Prediction of COVID-19 epidemic situation via fine-tuned IndRNN

PeerJ Comput Sci. 2021 Nov 12:7:e770. doi: 10.7717/peerj-cs.770. eCollection 2021.

Abstract

The COVID-19 pandemic is the most serious catastrophe since the Second World War. To predict the epidemic more accurately under the influence of policies, a framework based on Independently Recurrent Neural Network (IndRNN) with fine-tuning are proposed for predict the epidemic development trend of confirmed cases and deaths in the United Stated, India, Brazil, France, Russia, China, and the world to late May, 2021. The proposed framework consists of four main steps: data pre-processing, model pre-training and weight saving, the weight fine-tuning, trend predicting and validating. It is concluded that the proposed framework based on IndRNN and fine-tuning with high speed and low complexity, has great fitting and prediction performance. The applied fine-tuning strategy can effectively reduce the error by up to 20.94% and time cost. For most of the countries, the MAPEs of fine-tuned IndRNN model were less than 1.2%, the minimum MAPE and RMSE were 0.05%, and 1.17, respectively, by using Chinese deaths, during the testing phase. According to the prediction and validation results, the MAPEs of the proposed framework were less than 6.2% in most cases, and it generated lowest MAPE and RMSE values of 0.05% and 2.14, respectively, for deaths in China. Moreover, Policies that play an important role in the development of COVID-19 have been summarized. Timely and appropriate measures can greatly reduce the spread of COVID-19; untimely and inappropriate government policies, lax regulations, and insufficient public cooperation are the reasons for the aggravation of the epidemic situations. The code is available at https://github.com/zhhongsh/COVID19-Precdiction. And the prediction by IndRNN model with fine-tuning are now available online (http://47.117.160.245:8088/IndRNNPredict).

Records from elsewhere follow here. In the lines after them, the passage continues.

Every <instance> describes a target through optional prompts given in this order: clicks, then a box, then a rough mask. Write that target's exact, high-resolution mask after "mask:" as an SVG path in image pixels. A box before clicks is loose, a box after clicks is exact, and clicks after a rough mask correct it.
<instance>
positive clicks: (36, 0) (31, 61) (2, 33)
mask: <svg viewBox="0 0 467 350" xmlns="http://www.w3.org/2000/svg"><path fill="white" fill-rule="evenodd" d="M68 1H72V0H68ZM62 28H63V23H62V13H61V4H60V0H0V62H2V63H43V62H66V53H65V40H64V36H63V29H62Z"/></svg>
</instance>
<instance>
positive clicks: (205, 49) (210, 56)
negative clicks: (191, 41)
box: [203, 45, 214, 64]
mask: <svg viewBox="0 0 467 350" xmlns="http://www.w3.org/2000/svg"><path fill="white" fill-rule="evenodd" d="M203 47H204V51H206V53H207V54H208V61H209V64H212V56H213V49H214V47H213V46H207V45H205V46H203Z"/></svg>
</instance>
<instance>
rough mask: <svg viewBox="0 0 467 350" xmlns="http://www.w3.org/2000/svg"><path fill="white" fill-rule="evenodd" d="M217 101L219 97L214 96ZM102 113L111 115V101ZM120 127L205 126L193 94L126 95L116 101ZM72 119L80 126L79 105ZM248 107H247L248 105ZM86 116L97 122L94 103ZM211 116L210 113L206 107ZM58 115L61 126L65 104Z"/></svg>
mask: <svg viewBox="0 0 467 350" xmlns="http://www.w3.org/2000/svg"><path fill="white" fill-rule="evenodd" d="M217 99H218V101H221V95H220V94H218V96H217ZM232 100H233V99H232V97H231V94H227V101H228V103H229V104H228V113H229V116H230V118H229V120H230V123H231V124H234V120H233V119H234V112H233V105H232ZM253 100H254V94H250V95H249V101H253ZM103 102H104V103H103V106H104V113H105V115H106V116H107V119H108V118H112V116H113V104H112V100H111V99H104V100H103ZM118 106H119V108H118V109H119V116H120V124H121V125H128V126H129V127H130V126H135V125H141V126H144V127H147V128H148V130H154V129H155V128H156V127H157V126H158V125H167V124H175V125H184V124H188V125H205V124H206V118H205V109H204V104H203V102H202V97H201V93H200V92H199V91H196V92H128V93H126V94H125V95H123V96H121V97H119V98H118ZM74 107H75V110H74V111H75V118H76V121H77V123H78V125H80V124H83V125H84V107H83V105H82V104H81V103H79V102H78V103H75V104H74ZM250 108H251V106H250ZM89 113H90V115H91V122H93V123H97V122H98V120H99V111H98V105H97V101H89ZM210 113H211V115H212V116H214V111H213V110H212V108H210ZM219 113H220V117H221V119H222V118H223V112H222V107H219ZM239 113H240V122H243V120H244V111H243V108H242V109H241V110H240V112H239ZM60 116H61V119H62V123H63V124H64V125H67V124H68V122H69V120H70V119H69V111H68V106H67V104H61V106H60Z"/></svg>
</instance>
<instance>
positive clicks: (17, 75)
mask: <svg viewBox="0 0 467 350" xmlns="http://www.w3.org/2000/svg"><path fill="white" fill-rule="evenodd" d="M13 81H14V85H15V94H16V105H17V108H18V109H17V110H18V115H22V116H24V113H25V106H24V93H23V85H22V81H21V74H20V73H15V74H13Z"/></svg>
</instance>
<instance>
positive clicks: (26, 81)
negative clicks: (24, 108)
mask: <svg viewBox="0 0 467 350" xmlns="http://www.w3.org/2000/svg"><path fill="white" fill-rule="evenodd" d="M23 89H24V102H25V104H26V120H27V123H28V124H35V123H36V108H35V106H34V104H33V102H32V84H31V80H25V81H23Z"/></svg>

Keywords: COVID-19; Deep Learning; Fine-tuning; Gated-Recurrent-Unit; Independently Recurrent Neural Network; Long-Short-Term-Memory; Prediction Model.

Grants and funding

This work was supported by the National Key R&D Program of China under Grant 2018YFB0505400 and the National Natural Science Foundation of China under Grant 41871325. The funders had no role in study design, data collection and analysis, decision to publish, or preparation of the manuscript.